On the one hand, what matters in the end is that you have to finish a book to sell the book (or send it to print, you get what I mean). On the other hand, there's often critical planning and thinking that goes into writing that book. So I think the big question is, at what point are you spending too much time in the planning stage and need to jump into the writing stage?

As we all know, I'm prone towards procrastinating (hence the title of this blog). And I think the easiest way to procrastinate is to read craft articles and "think" about my WIP because then I feel like I'm accomplishing something. But I'm not writing. I'm not adding to pages that I can one day sent to an agent.

So where to draw the line between thinking and writing? Between planning and procrastinating?

First, I think everyone's line is in a different place. That disclaimer aside, here's how I approach it: like a lawyer (how sad is that?). If I'd bill a client for the work, then it counts. So drafting, editing, outlining - all that counts (and would get billed). The grey area is in the thinking and pondering. If I'm actively thinking of words, phrasing, plot points, writing out an arranging note cards - that counts in my book as well (and I'd bill it). But if I'm just idly daydreaming, waking up at 3am stressing about it, or just have it on the back-burner, then I don't count it (and wouldn't bill for it).

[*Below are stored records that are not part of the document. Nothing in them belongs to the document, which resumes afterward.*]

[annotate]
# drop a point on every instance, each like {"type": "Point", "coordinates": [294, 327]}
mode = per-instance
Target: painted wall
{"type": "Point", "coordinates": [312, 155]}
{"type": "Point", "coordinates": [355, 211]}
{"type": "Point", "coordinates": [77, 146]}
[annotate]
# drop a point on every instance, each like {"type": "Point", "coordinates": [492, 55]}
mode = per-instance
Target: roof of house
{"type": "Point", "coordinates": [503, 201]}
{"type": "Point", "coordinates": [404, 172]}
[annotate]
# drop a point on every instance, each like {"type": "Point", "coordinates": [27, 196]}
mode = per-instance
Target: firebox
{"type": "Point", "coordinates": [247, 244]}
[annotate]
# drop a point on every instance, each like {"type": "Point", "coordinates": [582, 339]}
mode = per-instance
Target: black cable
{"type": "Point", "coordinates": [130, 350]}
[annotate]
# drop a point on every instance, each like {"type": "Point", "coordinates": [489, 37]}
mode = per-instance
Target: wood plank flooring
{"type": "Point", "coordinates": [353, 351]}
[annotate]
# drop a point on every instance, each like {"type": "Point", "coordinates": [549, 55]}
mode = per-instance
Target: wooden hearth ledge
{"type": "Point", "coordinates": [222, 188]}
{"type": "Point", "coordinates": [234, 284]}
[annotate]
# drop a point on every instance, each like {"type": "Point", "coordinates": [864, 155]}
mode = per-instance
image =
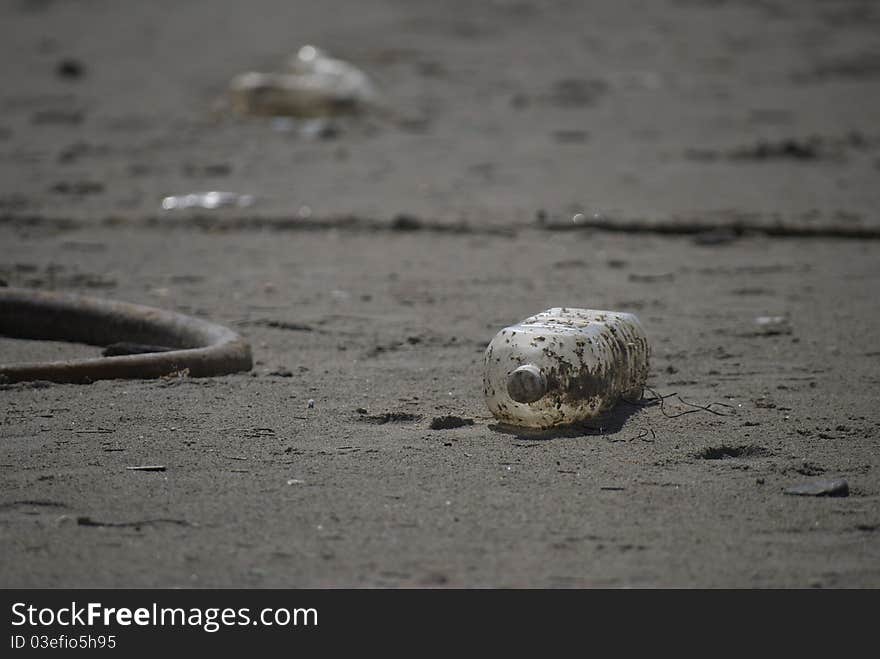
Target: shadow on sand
{"type": "Point", "coordinates": [610, 423]}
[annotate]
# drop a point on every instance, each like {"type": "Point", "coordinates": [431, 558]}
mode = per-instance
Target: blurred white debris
{"type": "Point", "coordinates": [771, 325]}
{"type": "Point", "coordinates": [208, 200]}
{"type": "Point", "coordinates": [312, 85]}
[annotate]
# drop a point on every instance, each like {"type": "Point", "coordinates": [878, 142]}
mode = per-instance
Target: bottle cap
{"type": "Point", "coordinates": [526, 384]}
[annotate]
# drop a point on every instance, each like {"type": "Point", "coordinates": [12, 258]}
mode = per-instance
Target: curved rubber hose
{"type": "Point", "coordinates": [205, 349]}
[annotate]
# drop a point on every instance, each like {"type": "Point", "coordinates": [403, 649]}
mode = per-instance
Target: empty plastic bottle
{"type": "Point", "coordinates": [314, 85]}
{"type": "Point", "coordinates": [563, 366]}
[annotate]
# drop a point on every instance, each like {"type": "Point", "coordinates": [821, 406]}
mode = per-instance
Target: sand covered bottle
{"type": "Point", "coordinates": [563, 366]}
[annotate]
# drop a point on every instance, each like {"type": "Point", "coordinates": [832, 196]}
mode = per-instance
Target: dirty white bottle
{"type": "Point", "coordinates": [563, 366]}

Because at the end of the day my client (ie: agent or editor) wants something tangible in their hands. They need pages. So while I may count drafting and thinking and plotting, all that matters is the final product. After all, that's what I really get paid for (or hope to get paid for) be it as an attorney or a writer.

I think the bottom line is that we all have to give ourselves credit for the non-writing stuff that we put into our WIPs. We should be proud of that work. But we also need to be careful that we don't use that work as a crutch and that we are very aware that in the end, as Miri's mother said, "People who don't finish books don't sell books."

To that end, daydream away! But make sure that you have some pages to back those daydreams up. What do y'all think of the balance between writing and thinking? What do you count as a productive day?
___________
* sure, you can contract a book with a proposal but still, in the end, you gotta have the whole book to complete the sale.

2 comments:

Anonymous said...

I write every day. If I need thinking and plotting time, I work on writing something else until I'm ready to really write the other project.

If I need it done, anyway, then I just shove it out. I can fix it later. :-)

But that's only me! DSDF!

Miri said...

Wow! My mother's comment sparked a really nice post, apparently. (Still flattered.)

For me, a "productive day" is one where either I wrote prose that I'm proud of or I feel like I could sit down tomorrow and write prose that I'm proud of. (All this from the perspective of someone who has numerous church bulletins with scrawled plotting notes...) In the end, if you want to impress anyone but yourself, you do have to have pages, but I think that thought needs to have gone into those pages. Confused? So am I, don't worry.

It comes down to the individual and his or her goals. For me, I want a book. Thoughts that go into that book are great. Pages, if I've thought about them enough to be proud of them, are even better.